Todo sigue igual, nada cambia
Coincide la entrada del otoño, esa estación climática marcada literariamente por un sentimiento de nostalgia, o quizá de melancolía, con el más absurdo e incomprensible de los tiempos políticos vividos en este zarandeado país y eso que ya llevamos tantos seguidos, uno detrás de otro, que deberíamos estar acostumbrados a saber que la zozobra es nuestro estado de ánimo natural. Con todo lo que está pasando, la esperanza envuelta en una leve sombra de optimismo nos hace pensar (creo que a la absoluta mayoría) que después de lo que pase el domingo, unos y otros serán capaces de ponerse de acuerdo para dejarnos en paz durante un razonable periodo de tiempo, al menos para que podamos recuperar el aliento y recobrar algo de confianza.
Mientras la inestabilidad campa tristemente en el territorio controlado por los seres humanos, la naturaleza desarrolla imperturbable sus ciclos, marcados rigurosamente desde el primer estallido atómico y a pesar también de las visibles consecuencias de lo que está aportando el cambio climático, pero aún no hemos llegado a la situación extrema de que todo se trastoque y el invierno pase a ser verano o a la inversa.
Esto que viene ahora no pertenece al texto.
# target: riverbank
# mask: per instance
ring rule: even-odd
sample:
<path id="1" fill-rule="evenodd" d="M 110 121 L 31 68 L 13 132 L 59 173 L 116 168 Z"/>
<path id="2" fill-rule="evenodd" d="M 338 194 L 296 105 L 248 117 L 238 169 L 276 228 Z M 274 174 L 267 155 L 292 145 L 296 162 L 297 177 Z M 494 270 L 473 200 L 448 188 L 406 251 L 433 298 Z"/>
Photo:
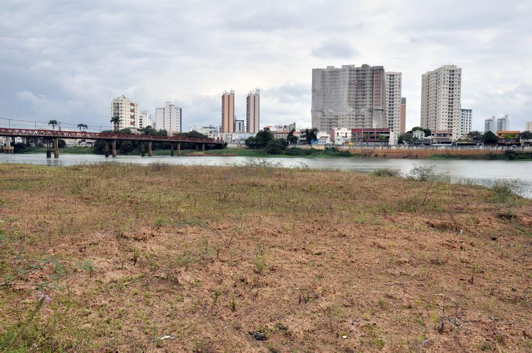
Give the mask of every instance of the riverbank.
<path id="1" fill-rule="evenodd" d="M 504 187 L 157 164 L 0 175 L 2 351 L 532 347 L 532 206 Z"/>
De manera que con el rigor necesario (un poco retrasado, eso sí) las cosas siguen sucediendo como está reglado y el otoño llamó a las puertas para empezar a desarrollar su vistoso ciclo cromático, tan sugerente siempre. Sólo falta que la lluvia, tímida hasta ahora, cumpla igualmente con su obligación y llegue con generosidad para limpiar el ambiente de malas sensaciones, además de ayudar a superar el miserable nivel de las aguas de nuestros ríos.
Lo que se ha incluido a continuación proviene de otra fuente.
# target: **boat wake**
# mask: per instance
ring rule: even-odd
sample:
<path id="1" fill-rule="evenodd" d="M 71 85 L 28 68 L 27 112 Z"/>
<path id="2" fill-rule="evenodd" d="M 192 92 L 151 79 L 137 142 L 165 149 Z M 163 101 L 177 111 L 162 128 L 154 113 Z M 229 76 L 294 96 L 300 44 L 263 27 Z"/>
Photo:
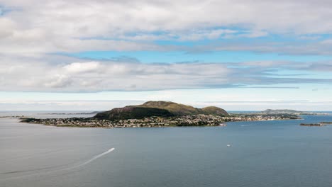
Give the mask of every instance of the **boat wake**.
<path id="1" fill-rule="evenodd" d="M 94 162 L 94 160 L 96 159 L 98 159 L 99 158 L 113 152 L 114 150 L 115 149 L 115 148 L 111 148 L 111 149 L 109 149 L 109 150 L 103 152 L 103 153 L 101 153 L 99 154 L 97 154 L 96 156 L 94 156 L 92 159 L 84 162 L 84 163 L 82 163 L 82 164 L 77 164 L 77 165 L 74 165 L 74 166 L 70 166 L 70 167 L 66 167 L 66 168 L 61 168 L 61 169 L 55 169 L 55 170 L 50 170 L 50 171 L 43 171 L 43 172 L 38 172 L 38 173 L 35 173 L 35 174 L 27 174 L 27 175 L 23 175 L 23 176 L 13 176 L 13 177 L 9 177 L 9 178 L 0 178 L 0 181 L 6 181 L 6 180 L 9 180 L 9 179 L 14 179 L 14 178 L 23 178 L 23 177 L 28 177 L 28 176 L 38 176 L 38 175 L 43 175 L 43 174 L 51 174 L 51 173 L 54 173 L 54 172 L 57 172 L 57 171 L 66 171 L 66 170 L 70 170 L 70 169 L 76 169 L 76 168 L 79 168 L 79 167 L 81 167 L 81 166 L 85 166 L 92 162 Z M 52 168 L 52 167 L 50 167 L 50 168 Z M 2 174 L 17 174 L 17 173 L 22 173 L 22 172 L 27 172 L 27 171 L 41 171 L 41 170 L 45 170 L 46 169 L 49 169 L 49 168 L 42 168 L 42 169 L 35 169 L 35 170 L 26 170 L 26 171 L 11 171 L 11 172 L 6 172 L 6 173 L 2 173 Z"/>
Las terrazas agotan sus últimos días de vigencia, más por el ansia de los fumadores que por una auténtica necesidad de templar los ánimos con un rato de estancia al aire libre. El turismo no decae y en cuanto hay oportunidad caen sobre la ciudad cientos de visitantes que, a las primeras de cambio, organizan tal caos circulatorio (como demostración palpable, lo ocurrido en el puente de Todos los Santos) que debería animar a los responsables municipales a emprender acciones eficaces encaminadas a ofrecer ya alguna solución o remedio para unos hechos que deterioran notablemente la imagen de la ciudad. Fácil no es. Si lo fuera, alguien, incluso muy torpe, ya lo habría encontrado, pero eso no es óbice para que se deba intentar.
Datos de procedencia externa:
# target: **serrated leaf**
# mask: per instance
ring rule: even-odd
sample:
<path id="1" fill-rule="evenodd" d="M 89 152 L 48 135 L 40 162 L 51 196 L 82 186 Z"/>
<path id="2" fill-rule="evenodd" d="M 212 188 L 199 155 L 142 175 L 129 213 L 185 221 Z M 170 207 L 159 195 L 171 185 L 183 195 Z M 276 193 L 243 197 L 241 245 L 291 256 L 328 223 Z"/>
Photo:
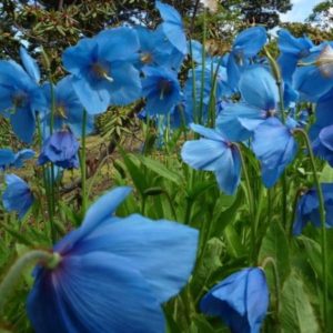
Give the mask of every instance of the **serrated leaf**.
<path id="1" fill-rule="evenodd" d="M 282 330 L 293 333 L 319 333 L 321 332 L 311 297 L 305 290 L 304 283 L 296 273 L 292 273 L 285 281 L 281 304 L 280 320 Z"/>
<path id="2" fill-rule="evenodd" d="M 170 171 L 165 165 L 161 162 L 152 160 L 151 158 L 140 157 L 142 164 L 144 164 L 149 170 L 155 172 L 157 174 L 161 175 L 164 179 L 170 180 L 175 184 L 180 184 L 182 179 L 179 174 Z"/>
<path id="3" fill-rule="evenodd" d="M 261 243 L 259 262 L 268 256 L 274 259 L 280 282 L 283 284 L 291 272 L 289 243 L 284 230 L 275 220 L 272 221 Z"/>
Las choperas están cumpliendo fielmente con su obligación y recorren puntualmente toda la gama de colores hasta llegar finalmente a la desnudez absoluta. Es interesante caminar por distintos puntos de la Serranía para comprobar cómo la naturaleza evoluciona de manera diferente en cada uno de sus rincones, en función de la altitud y del clima, ofreciendo tal variedad de matices que siempre sorprenden, por más que el espectador haya contemplado esa maravilla en múltiples ocasiones, como es fácil comprobar recorriendo las ingentes páginas que la red nos ofrece, con infinitas posibilidades. De níscalos más vale no hablar, lo que no impide que haya los inevitables fanfarrones que, como en el mus, cuentan historias fantásticas en torno a maravillosos rodales encontrados como por magia en el más inesperado paraje, oculto a las miradas de los demás. Eso forma parte del ritual y como tiene gracia, así hay que tomarlo.
Mientras escribo estas líneas, los candidatos agotan sus últimos días de campaña, dispuestos a que de sus labios salgan los más encendidos disparates. Después de eso debemos meditar (aunque quizá más vale no hacerlo, para evitar que el desánimo se apodere de nosotros) y luego, el que quiera, a votar. Ajenos a tal circunstancia, los chopos siguen amarilleando el paisaje de nuestros ríos.